Once I was done and approved for my project, I went on to create a script for my video. Here is the script:
It is just before a drivers test. A young boy, 17 years old is sitting in a hot car in the sun.
Monologue: Okay okay… calm down, this is just a test, I’ve got plenty of other things to worry about and this shouldn’t be one of them. You’ve failed one of the tests, if you fail this one it’s totally fine.
Our main character is visibly shaking, his fists clenched, he is sweating profusely.
Monologue: maybe I should’ve cleaned up more before the test itself. sigh* I did not prepare for this correctly.
Our main character licks his hand and cleans up his hair quickly. He brushes his shoulders off quickly.
Monologue: oh my god when does this guy get here. It’s been hours.
Character checks the clock
Monologue: No wait it’s been three minutes.
The sun seems to get hotter, the atmosphere turning orange and our main character getting sweatier. He rubs the sweat off of his forehead. A view of the sun, almost growing in size.
The car door unlocks and a man hops inside.
Our main character, visibly shocked.
Monologue: Oh my god…
Time seems to slow down and our character becomes fearful.
Monologue: What do I do? Do I say hello? Do I stay quiet? I don’t know. I didn’t study this part of the booklet. Make a move, do something…
Time speeds up to normal pace
Main character: Hi… he- hello…
Our character mutters under his breath. The driving instructor remains silent.

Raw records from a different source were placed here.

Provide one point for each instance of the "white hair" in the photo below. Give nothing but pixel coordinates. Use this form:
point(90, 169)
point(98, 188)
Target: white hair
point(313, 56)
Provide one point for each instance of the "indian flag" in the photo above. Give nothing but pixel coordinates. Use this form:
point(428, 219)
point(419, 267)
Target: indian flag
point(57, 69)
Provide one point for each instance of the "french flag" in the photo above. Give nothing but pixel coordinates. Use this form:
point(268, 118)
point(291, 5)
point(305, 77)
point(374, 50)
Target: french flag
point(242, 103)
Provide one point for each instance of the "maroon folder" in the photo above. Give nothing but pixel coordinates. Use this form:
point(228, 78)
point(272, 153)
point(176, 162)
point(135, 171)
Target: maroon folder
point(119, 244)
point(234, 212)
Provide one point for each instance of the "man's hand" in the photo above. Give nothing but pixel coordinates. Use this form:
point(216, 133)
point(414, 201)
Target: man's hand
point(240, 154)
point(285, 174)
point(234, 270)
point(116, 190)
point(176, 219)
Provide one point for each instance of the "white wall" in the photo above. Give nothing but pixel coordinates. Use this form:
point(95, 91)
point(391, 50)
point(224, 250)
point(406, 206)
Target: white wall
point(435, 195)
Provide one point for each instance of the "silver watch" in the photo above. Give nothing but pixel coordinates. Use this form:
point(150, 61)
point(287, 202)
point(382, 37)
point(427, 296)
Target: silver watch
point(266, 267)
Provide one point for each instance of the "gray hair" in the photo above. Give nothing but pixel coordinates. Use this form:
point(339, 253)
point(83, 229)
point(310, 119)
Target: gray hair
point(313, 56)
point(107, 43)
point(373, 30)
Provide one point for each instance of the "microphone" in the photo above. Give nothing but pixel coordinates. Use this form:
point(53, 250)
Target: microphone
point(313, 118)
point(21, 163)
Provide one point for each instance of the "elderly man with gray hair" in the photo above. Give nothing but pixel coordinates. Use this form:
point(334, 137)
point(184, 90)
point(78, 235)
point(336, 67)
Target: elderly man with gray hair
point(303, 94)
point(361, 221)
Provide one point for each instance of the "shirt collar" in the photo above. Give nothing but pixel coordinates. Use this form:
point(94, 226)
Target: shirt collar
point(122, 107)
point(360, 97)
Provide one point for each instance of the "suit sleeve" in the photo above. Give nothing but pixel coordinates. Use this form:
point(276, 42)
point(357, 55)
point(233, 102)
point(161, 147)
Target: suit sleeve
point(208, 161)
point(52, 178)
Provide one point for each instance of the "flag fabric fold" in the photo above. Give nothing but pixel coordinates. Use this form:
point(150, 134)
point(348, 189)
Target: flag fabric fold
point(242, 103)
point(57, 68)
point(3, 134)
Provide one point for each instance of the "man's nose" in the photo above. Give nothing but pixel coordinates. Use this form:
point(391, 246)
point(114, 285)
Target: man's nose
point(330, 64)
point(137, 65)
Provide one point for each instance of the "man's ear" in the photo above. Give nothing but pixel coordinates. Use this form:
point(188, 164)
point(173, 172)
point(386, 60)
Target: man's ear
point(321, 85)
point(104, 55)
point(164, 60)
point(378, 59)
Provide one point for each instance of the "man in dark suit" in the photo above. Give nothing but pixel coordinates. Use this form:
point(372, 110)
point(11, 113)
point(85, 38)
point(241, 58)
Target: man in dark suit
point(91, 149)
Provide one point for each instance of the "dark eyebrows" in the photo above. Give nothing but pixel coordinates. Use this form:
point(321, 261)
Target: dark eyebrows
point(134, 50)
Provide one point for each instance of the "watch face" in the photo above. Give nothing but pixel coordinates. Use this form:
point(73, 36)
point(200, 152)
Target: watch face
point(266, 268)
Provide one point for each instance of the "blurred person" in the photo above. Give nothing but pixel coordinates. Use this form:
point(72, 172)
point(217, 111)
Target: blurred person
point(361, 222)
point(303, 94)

Monologue: I think that was okay…
Our character looks at the driving instructor
Driving Instructor: Okay, welcome to the driving test. Is this your first time doing this?
Main character: no
Driving Instructor: okay, well let me first check that you know all hand signals….
Time slows down again and the driving instructors words become muffled. Our main character diverts his eyes downwards towards the cupholder. A single empty bottle.
Monologue: oh no… I forgot to throw that away this morning. He’s gonna see it and fail me.
Our character becomes scared. His eyebrows then furl.
Monologue: I’m not gonna let this happen again. Not… again..
Our main character reaches into his pocket and takes out a gun. Holding it at his waste he points it at the man, who notices it and throws his hands up.
Driving Instructor: Don’t hurt me
Main character: I won’t if you do what I tell you to.
The driving instructor looks at our main character with horror.
Main character: Take that pen of yours, and write the word pass on that test, and take it back in.
Driving instructor: alright.
The driving instructor writes on the paper and gets out of the car. When he closes the car door, our main character is startled. Suddenly the driving instructor is back in the car.
Driving instructor: You alright?
It was just his imagination…
Main character: yea i’m fine…
Monologue: Where the hell did I get that gun from. I don’t even own one. Jesus christ what am I thinking.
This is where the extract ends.